La voix d'Aegeus claquait comme un fouet dans l'air humide. Il avait rassemblé les boyards près de la frontière. Tous avaient mis leurs masques ; Cornélia se tenait en retrait, comme toujours. Blanche, au contraire, se tenait à l’avant.

– Blanche, reprit-il. Tu n’es pas concernée.

La jeune femme souffla, déçue.

– J’peux jamais participer…

Il lui adressa un clin d’œil.

– Je sais déjà ce que tu vaux. Toi, tu ne nous mettras pas en danger chez les archanges.

Il se tourna vers sa sœur silencieuse, derrière tous les autres.

– Toi par contre, Corny, c’est le moment de faire tes preuves. Viens ici.
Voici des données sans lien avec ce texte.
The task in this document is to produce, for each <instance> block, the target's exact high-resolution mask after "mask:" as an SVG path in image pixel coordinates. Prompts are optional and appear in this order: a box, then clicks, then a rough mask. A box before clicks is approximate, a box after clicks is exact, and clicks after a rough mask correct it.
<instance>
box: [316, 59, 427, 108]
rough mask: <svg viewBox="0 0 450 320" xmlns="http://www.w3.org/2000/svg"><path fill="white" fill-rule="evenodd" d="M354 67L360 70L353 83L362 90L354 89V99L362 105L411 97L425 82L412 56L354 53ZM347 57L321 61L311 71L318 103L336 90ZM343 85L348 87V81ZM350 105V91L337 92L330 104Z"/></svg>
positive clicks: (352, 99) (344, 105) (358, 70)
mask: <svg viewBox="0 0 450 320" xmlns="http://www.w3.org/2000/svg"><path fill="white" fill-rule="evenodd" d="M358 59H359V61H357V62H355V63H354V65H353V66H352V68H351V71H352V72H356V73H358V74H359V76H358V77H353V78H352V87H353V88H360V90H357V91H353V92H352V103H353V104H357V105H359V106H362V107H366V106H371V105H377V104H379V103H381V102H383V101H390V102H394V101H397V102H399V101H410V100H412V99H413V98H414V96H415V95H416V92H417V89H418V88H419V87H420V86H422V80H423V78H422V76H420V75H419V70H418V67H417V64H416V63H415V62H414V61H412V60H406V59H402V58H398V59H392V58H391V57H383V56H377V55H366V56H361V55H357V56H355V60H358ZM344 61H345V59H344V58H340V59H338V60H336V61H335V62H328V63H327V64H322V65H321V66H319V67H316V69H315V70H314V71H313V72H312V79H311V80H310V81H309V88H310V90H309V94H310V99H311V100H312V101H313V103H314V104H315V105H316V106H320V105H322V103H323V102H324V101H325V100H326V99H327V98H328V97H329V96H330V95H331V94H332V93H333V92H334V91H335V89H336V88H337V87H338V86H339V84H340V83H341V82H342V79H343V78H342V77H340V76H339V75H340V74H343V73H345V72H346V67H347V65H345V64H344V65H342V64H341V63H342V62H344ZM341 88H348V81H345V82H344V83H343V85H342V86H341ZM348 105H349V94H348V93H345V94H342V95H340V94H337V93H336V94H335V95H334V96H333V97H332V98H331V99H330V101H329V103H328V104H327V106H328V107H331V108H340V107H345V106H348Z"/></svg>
L'angoisse la pétrifia. Puis, presque de lui-même, le corps puissant de la tzitzimitl la porta en avant. Les boyards s’écartèrent sur son passage.

– Tous en rang, ordonna Aegeus. Sur une ligne droite. À partir de maintenant, c’est du sérieux. (Il les contempla tous.) Enlevez vos masques.

Quoi ?

Cornélia avait cru qu’il allait simplement lancer son maudit caillou. Autour d’elle, les boyards obéirent et reprirent forme humaine un par un. Leur transformation ne durait que quelques secondes ; certains d’entre eux réussirent même à changer en restant campés sur leurs jambes, sans tomber au sol. Bientôt, Cornélia fut entourée d’une haie de gens nus. Tous les regards se tournèrent vers elle. Des regards venimeux. Mis à part peut-être deux personnes, aucun ne croyait en elle, aucun ne lui accordait la moindre confiance. Elle ne pouvait pas reculer. Tout allait se jouer ici, à cet instant. Elle se força à prendre une inspiration tremblante.

Juste avancer. Avancer et survivre. Pas de place pour le reste.